Infants do not remember specific events during these early months (because the parts of the brain that manage episodic memory are not yet developed), but because the emotional parts of their brains, especially the limbic system, are very well developed, these patterns of neuronal and hormonal activity create associations referred to as implicit memories (Perry, 2009). Thus, a child who was abused as an infant may not remember those occasions, but has learned not to complain or express his needs, or to be fearful of his caregivers (and possibly anyone more powerful than he), and those implicit memories do influence his behavior (Perry). The hyper-vigilance or social withdrawal exhibited by maltreated children is based on a malorganized stress response system.
Implications for the Future of Social Work Practice
Neuroscience is already changing social work practice, informing clinical practice in mental health (for example, see Shapiro & Applegate, 2000; Farmer, 2008; Matto & Strolin-Goltzman, 2010) and the addictions (Littrell, 2011).

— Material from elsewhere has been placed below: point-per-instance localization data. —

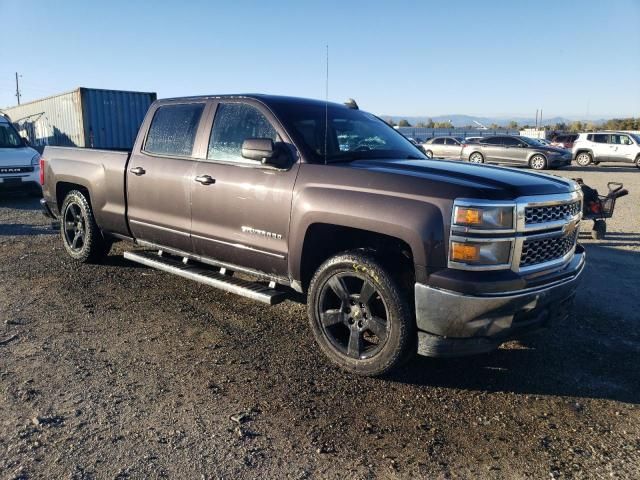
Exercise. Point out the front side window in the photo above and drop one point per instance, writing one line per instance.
(173, 130)
(233, 124)
(9, 138)
(349, 134)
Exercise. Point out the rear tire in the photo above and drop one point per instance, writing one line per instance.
(538, 162)
(599, 229)
(360, 316)
(476, 157)
(584, 159)
(81, 236)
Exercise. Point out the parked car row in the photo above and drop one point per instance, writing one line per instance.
(513, 150)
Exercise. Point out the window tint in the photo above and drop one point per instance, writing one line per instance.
(491, 141)
(510, 141)
(234, 123)
(173, 130)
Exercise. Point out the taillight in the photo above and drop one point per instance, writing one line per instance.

Perry’s work (for example, Perry, 2009) with maltreated children is providing insights for more effective practice in child welfare. Neuroscience also is providing information that is critical for designing policy and programs to enhance the lives of children (for example, Dawson, Ashman, & Carver, 2000; Juby & Meyer, 2011).
It is likely that research will continue to offer new insights and understanding for social work practice, both for clinical work and for policy and program development. Better understanding of early brain development is essential as the social work profession seeks to enhance evidence-based practice.